Llamaron a la luna la mente de lo alto
y llamaron al sol el ojo que ve todo
y llamaron al árbol el hombre que no huye y llamaron al viento la palabra sin cara.

De las cuatro cabezas del dios que lo hizo todo
una nunca es visible.

¿Quién sabrá agradecer al que abrió el primer surco, si es el que abrió la herida?

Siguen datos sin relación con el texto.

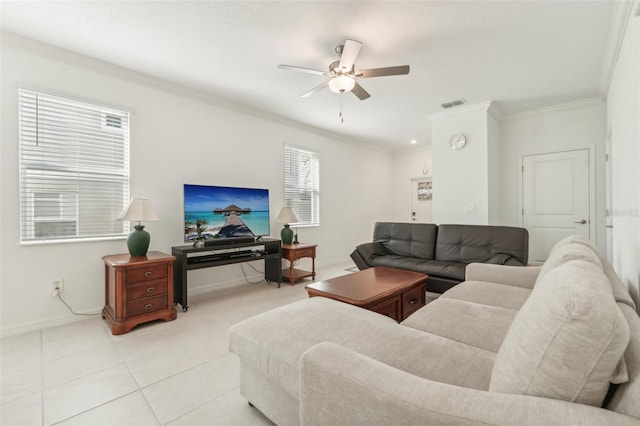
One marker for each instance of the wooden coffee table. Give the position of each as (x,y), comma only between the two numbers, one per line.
(387,291)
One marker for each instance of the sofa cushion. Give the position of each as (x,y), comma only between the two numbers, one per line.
(407,239)
(564,251)
(453,270)
(477,243)
(486,293)
(274,341)
(566,340)
(481,326)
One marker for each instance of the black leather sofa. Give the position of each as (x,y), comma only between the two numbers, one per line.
(443,251)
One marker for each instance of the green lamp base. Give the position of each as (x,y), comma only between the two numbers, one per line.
(138,241)
(286,235)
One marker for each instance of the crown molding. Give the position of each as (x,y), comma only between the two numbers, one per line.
(568,105)
(622,13)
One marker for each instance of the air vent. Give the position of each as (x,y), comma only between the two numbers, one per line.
(453,103)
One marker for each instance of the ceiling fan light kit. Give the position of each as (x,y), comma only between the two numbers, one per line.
(343,73)
(342,84)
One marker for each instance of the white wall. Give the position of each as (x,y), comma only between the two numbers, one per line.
(493,169)
(460,178)
(407,165)
(623,116)
(176,139)
(562,128)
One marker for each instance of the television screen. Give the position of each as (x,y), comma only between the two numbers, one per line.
(224,212)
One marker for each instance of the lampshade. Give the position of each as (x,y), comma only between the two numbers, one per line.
(341,84)
(287,215)
(139,209)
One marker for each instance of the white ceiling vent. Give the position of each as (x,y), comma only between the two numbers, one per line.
(453,103)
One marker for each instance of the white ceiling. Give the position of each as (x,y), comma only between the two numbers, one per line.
(520,54)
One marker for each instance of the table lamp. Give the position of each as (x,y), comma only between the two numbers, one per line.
(287,216)
(140,210)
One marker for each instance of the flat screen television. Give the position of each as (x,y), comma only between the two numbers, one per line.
(224,212)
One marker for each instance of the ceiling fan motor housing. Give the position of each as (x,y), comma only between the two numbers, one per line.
(333,68)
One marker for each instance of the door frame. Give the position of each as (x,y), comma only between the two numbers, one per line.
(593,218)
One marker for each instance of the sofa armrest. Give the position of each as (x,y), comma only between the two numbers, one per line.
(370,250)
(520,276)
(341,387)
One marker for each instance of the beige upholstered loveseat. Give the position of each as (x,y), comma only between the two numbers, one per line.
(549,344)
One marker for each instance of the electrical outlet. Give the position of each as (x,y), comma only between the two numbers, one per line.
(57,286)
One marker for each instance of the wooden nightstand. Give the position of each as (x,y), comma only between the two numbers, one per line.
(293,252)
(138,290)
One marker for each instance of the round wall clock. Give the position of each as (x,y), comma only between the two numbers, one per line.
(457,141)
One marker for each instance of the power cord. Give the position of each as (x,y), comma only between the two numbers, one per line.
(245,274)
(59,296)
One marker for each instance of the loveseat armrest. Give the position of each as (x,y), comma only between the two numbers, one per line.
(520,276)
(342,387)
(370,250)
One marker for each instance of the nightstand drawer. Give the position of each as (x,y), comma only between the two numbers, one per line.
(146,289)
(412,300)
(305,252)
(148,273)
(147,305)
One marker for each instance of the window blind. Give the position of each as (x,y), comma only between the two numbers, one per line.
(302,184)
(74,168)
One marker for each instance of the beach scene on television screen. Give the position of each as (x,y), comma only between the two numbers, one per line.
(224,212)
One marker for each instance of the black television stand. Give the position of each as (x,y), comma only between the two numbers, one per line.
(189,257)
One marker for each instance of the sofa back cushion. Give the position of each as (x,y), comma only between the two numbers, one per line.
(503,245)
(407,239)
(567,339)
(564,252)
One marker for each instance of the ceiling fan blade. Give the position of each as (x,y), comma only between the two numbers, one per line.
(315,89)
(360,92)
(307,70)
(350,51)
(382,72)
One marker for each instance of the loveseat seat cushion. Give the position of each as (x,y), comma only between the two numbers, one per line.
(480,326)
(499,244)
(492,294)
(273,343)
(566,340)
(453,270)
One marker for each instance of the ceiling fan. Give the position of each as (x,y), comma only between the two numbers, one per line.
(343,74)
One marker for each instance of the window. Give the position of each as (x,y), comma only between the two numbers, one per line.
(302,184)
(74,169)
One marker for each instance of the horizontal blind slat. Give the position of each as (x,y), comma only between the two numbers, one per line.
(74,168)
(302,189)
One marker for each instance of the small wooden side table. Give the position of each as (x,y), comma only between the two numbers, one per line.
(138,290)
(293,252)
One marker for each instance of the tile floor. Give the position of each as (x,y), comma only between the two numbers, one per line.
(162,373)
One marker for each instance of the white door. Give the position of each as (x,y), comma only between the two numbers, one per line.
(555,199)
(421,200)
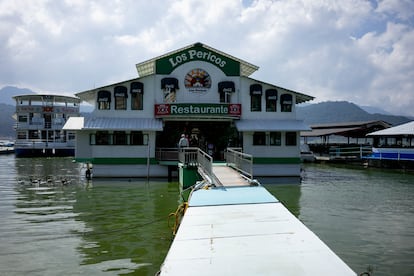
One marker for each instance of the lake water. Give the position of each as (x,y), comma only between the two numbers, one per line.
(54,222)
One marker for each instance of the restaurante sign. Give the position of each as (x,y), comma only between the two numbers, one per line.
(225,110)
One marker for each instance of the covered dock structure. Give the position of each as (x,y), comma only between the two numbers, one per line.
(393,147)
(324,137)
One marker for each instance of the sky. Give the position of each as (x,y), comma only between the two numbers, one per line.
(361,51)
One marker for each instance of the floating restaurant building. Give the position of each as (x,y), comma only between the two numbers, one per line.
(197,91)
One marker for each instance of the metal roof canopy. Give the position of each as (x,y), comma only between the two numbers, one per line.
(350,129)
(271,125)
(406,129)
(102,123)
(43,97)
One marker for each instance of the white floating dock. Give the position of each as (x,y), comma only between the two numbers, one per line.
(246,231)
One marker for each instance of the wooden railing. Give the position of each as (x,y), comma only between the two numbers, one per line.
(240,161)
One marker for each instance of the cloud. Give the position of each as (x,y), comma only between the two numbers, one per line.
(354,50)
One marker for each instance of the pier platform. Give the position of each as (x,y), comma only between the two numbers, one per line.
(245,230)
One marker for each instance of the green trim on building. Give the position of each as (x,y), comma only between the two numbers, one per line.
(276,160)
(117,161)
(165,65)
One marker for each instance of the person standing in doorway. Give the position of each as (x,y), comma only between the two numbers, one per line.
(183,141)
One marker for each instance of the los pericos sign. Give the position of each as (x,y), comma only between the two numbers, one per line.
(167,64)
(225,110)
(199,55)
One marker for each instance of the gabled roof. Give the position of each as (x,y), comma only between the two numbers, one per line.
(149,67)
(404,129)
(271,125)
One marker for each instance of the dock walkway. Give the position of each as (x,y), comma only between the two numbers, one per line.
(246,231)
(228,176)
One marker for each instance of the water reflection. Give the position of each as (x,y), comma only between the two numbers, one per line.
(125,221)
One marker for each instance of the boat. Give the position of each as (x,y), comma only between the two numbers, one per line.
(39,122)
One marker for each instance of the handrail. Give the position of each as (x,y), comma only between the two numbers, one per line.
(195,157)
(240,161)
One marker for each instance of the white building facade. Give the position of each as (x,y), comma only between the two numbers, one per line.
(197,91)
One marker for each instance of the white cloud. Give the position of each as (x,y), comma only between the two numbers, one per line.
(354,50)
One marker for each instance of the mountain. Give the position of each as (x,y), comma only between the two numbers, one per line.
(342,112)
(8,92)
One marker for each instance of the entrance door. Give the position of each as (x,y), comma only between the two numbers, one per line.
(211,137)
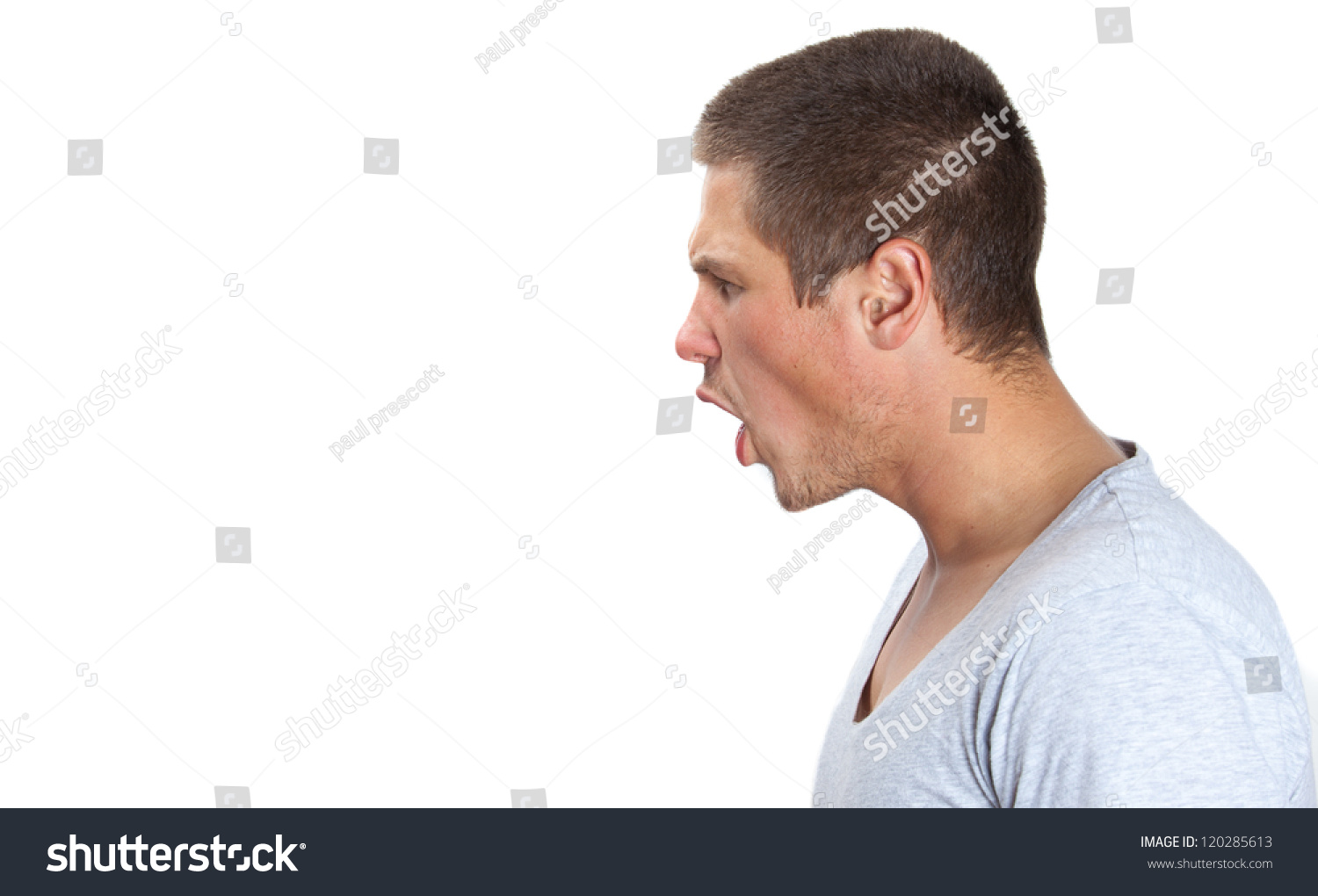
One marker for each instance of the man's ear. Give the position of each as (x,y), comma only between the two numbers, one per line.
(896,289)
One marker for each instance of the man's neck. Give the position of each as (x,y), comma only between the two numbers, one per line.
(980,497)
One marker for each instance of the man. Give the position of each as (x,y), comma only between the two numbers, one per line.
(1065,632)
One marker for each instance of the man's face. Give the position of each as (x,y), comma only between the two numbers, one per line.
(791,374)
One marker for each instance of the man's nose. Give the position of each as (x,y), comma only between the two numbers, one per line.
(696,342)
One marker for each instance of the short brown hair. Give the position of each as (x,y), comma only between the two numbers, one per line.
(830,131)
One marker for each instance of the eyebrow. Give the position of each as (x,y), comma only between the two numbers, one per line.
(704,264)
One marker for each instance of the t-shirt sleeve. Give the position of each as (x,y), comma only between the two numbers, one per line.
(1133,697)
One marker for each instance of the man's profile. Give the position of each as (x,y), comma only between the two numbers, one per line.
(1065,632)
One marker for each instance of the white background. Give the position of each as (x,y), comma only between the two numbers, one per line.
(244,153)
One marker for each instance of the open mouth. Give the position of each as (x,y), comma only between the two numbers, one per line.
(741,447)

¿Quién sabrá agradecer por la boca que canta
si es la misma que grita?

¿Quién sabrá agradecer por el cuerpo que ama,
si es el mismo que duele, 
si es el mismo que muere?

Parecen muertos estos templos, están amontonados en la ladera, entre piedras ruinosas. Sólo viene un pastor a cuidarlos, con sus cabras azules. Nadie viene a rezar, ni a cantar, nadie enciende alcanfor ni incienso  ni madera de sándalo. Pero cuando los últimos pavos reales se apagan en las ramas del árbol, y cuando el sol se muere como un jabalí sobre el mar, cuando en el polvo de las calles se borran los cuernos verdes y amarillos de los bueyes rituales, la Luna baja su tambor a los templos, y las piedras recuerdan a qué vieja ciudad pertenecieron, y hay a menudo voces en idiomas que los dioses no entienden.